# How do I handle taxes?



## Crack Artists (Dec 16, 2008)

Hey I was just wondering how I can go about organizing my taxes for the month or year. Does anyone know of any good documents or something to go by?


----------



## Girlzndollz (Oct 3, 2007)

Hi Crack Artists, well, you could find a local tax accountant. If you choose them to do your taxes for you, they may have a preference as to what software or method of keeping records they'd like you to use, so they can process your taxes easier thereby making their life easier, and your bill lighter. 

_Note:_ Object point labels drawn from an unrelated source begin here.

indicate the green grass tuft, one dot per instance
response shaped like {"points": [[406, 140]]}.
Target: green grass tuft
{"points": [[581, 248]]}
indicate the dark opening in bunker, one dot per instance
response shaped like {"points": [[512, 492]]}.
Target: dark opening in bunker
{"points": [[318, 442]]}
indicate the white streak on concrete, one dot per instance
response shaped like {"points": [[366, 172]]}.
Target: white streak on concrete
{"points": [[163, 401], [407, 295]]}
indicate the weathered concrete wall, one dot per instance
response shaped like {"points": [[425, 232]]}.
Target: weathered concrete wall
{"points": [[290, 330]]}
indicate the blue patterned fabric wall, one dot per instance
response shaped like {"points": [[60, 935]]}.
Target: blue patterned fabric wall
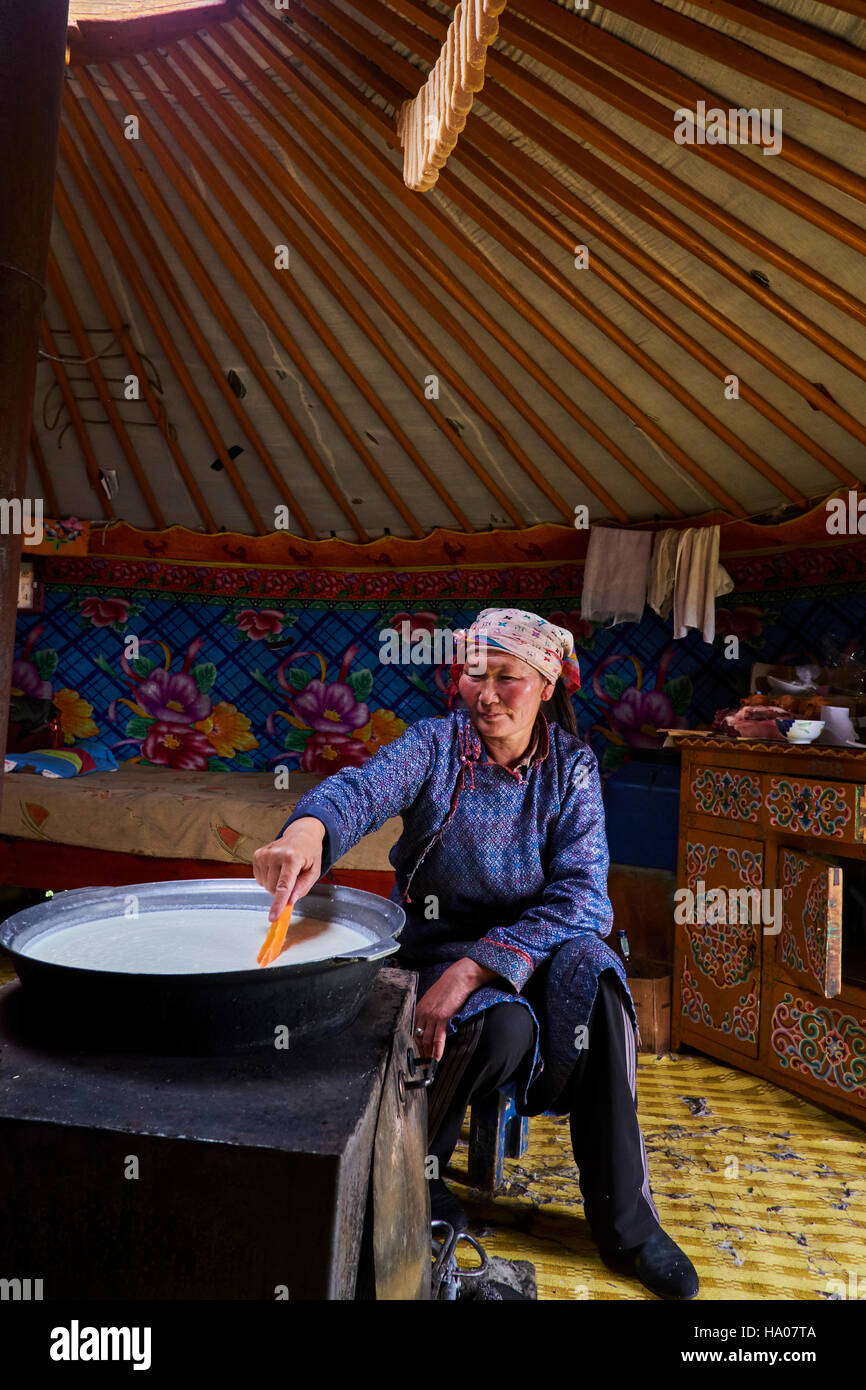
{"points": [[241, 684]]}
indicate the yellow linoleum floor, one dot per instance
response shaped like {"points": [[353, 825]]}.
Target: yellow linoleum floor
{"points": [[765, 1191]]}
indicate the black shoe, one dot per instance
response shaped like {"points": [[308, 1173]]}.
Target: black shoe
{"points": [[444, 1205], [659, 1264]]}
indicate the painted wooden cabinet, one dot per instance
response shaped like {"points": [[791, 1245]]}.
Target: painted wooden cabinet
{"points": [[770, 931]]}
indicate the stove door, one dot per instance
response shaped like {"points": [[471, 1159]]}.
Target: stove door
{"points": [[401, 1193]]}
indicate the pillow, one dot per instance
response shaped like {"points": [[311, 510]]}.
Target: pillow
{"points": [[63, 762]]}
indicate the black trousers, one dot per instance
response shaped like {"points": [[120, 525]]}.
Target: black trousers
{"points": [[496, 1047]]}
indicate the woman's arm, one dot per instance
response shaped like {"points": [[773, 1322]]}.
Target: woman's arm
{"points": [[342, 809], [574, 900]]}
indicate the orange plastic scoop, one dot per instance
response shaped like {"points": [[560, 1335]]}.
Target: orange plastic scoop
{"points": [[275, 937]]}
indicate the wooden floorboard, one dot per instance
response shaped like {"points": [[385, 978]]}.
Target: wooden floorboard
{"points": [[765, 1191]]}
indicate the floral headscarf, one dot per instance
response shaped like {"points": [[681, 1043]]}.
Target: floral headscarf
{"points": [[542, 645]]}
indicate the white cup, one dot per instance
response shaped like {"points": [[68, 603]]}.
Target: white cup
{"points": [[837, 724]]}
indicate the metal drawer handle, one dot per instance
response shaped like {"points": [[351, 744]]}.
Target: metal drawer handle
{"points": [[427, 1068]]}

Alot of folks around here to mention they use Quickbooks. If you search Quickbooks, you'll see the feedback. It is a good program. Most important thing will be what the person doing your taxes wants you to use, alot of times, it seems to be Quickbooks. 

Good luck to you.


----------



## Blankdogtag (Dec 17, 2008)

hi 
going to a accountant is the best thing to do when 1st starting off. I will cost a few hundred to get started and after you learn the ropes a simple quick books will do fine. 
just save your invoices for all the items you buy. If selling on ebay dont forget to tell your accountant there are selling fee that you payout. If taking credit card also let them know that.


----------



## flirteegirl (Apr 10, 2007)

Hi Crack Artists,
It is important to keep everything related to your business in regards to expenses and revenue. You can use software to help you keep track as well. But you can also do it by hand. Also, don't forget about your sales and use taxes. Those should either be filed monthly or quarterly with your state. PM me if you need additional info. I am an accountant.


----------



## Robert H (Mar 27, 2007)

I only have to file taxes yearly in July, amazing for me. I suggest finding an accountant and getting setup with Quickbooks. It will take care of EVERYTHING.


----------



## Binary01 (Jun 2, 2007)

i have all my expenses/etc figured out, just need to find the forms for s-corp and personal. i also have to play catch up so i think i need to file an extension.... grrrrr..... i was looking on the irs site but it turned me off. i might just do hr block and see what they cost to file. hopefully i wont get taken.

b


----------



## PrintsCharming (Jan 21, 2009)

Hey whats up, i saw your show at AS220 in rhody last month. Small world. Get a *local *accountant man, trust me save you a headache and they know stuff you'll never figure out. It's better to spend the money because *they will save you money*. Also quickbooks works (not recomended) but if your just starting, save all receipts and break out the crack pencil. Get one of those folding board one-writes and organize it into supplies, equipment, random expences, income. Good luck!


----------



## edzts (Jul 18, 2006)

Dome Ledger book is the easiest and most precise for any small business. I've used the book for over 25 yrs, Dome Products Online


----------



## Robert H (Mar 27, 2007)

When using an accoutant for the first time what are some good questions to ask?


----------



## PrintsCharming (Jan 21, 2009)

how much they charge would be my first question. Some can be expensive. You wana find one that is kinda small time, works outta there house or does it after hours for extra cash. Ask them if they handle alot of small business accounts, some could just focus on house mortgage for example.


----------



## Girlzndollz (Oct 3, 2007)

Robert H said:


> When using an accoutant for the first time what are some good questions to ask?


 
How do they handle things when a client is selected for audit? Do they stand by their work, or are there additional fees? Will they go to court? Fees?


----------